7) Your About Me page is longer than a wordy woman’s. This gives the impression of a person who has no sense of privacy or is desperate to please. Of course it might really mean you’re an avid reader, educated, informed, but the likelihood is you will come off as someone who is lacking in confidence. Shorter than 20 words or “Just get to know me” doesn’t work either; that seems like you’re a player or don’t use your account much and just signed up to sign up.
What to do to keep from being relegated to the “weirdo” zone: You will never go wrong by keeping it simple and fresh.
Bonus “guys” point: If you’re single and searching, please SHOW YOUR RELATIONSHIP STATUS. Anything except “Single” implies you’re taken and/or a player. Don’t hide it… that will cause unnecessary suspicion.
8) No pictures, or pictures of a celebrity or an avatar (Edit: or cartoon; thanks for that one, GN). Guys are visual. And if you hide your picture, they’ll think you’re a) unattractive in your eyes, b) overweight and concerned about it or c) attractive but lacking in confidence.

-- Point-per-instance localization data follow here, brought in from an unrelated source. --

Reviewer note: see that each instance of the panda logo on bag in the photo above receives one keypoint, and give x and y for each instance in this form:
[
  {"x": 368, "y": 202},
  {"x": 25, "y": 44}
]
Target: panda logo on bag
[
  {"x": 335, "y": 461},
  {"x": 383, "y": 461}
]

What to do if you’re hoping to be approached: You are fearfully and wonderfully made. BE CONFIDENT. If you’re looking, post your picture. Someone – if not many people – will find you attractive, match that with your happening profile, and try to get to know you.
9) Weekend party pictures or tags every Monday. Few things will scream “RUN!” to every man (who wants to settle down) like a woman who parties every weekend. Either you have some growing up to do or you are Miss Independent and don’t need a man. Having 108 albums on Facebook, each with 108 pictures, just indicates that you have all that time on your hands and are binging on the bread of idleness. *I might also add that I’ve heard from reliable male sources that the daily “What I cooked today” pictures are just another way of screaming “Pick me! Approve; I can cook! I’m wife material!” For some reason, it’s okay if married women do it… I’m still investigating this phenomenon.*
What to do to seem more like the wife material that you are: Be classy and discreet. You don’t need to go out of your way to prove you have a life. If you have 108 albums, hide at least 105 of them. Mystery is still fashionable.
10) You’re too friendly with other guys. This is something my good friend actually had to sit me down and lecture me about. Apparently, I was so nice to every guy that no guy would ever think he had a chance. Turns out men, for all their gigantic egos, actually have a desire to be needed. If your every comment to every guy is “Wowww! Hiiiii!!! Miss you!! xoxoxoxo” with sprinkles of inside stories in-between, or if your profile is the type where guys feel free to use personal stories to kick everybody out of what is supposed to be a healthy status update discussion, then you just might be sending the wrong message to that single guy who just might be looking.
What to do to encourage him to reach out: Keep it cordial, but professional, with everyone. Personal stories can be exhausted in inbox messages and chats. That guy doesn’t know, and may not want to know, that the person you told “xoxo” is your cousin.
Bonus “ladies” point: Don’t reject a Friend Request based solely on a person’s looks. We cannot know people from their profiles, but if a man seems reasonable, then go ahead and accept his request – he just may have a brother or friend…
Get married, people. It’s good for you. And remember: Prove All Things (1 Thessalonians 5:21) and Test The Spirits (1 John 4:1).
Oh, and those weird aliases: “John SwagAndSophistication Kamau,” “Amara IGoToChurchEverySunday Jennifer,” “Cynthia DivaFabulous Smith”? NO.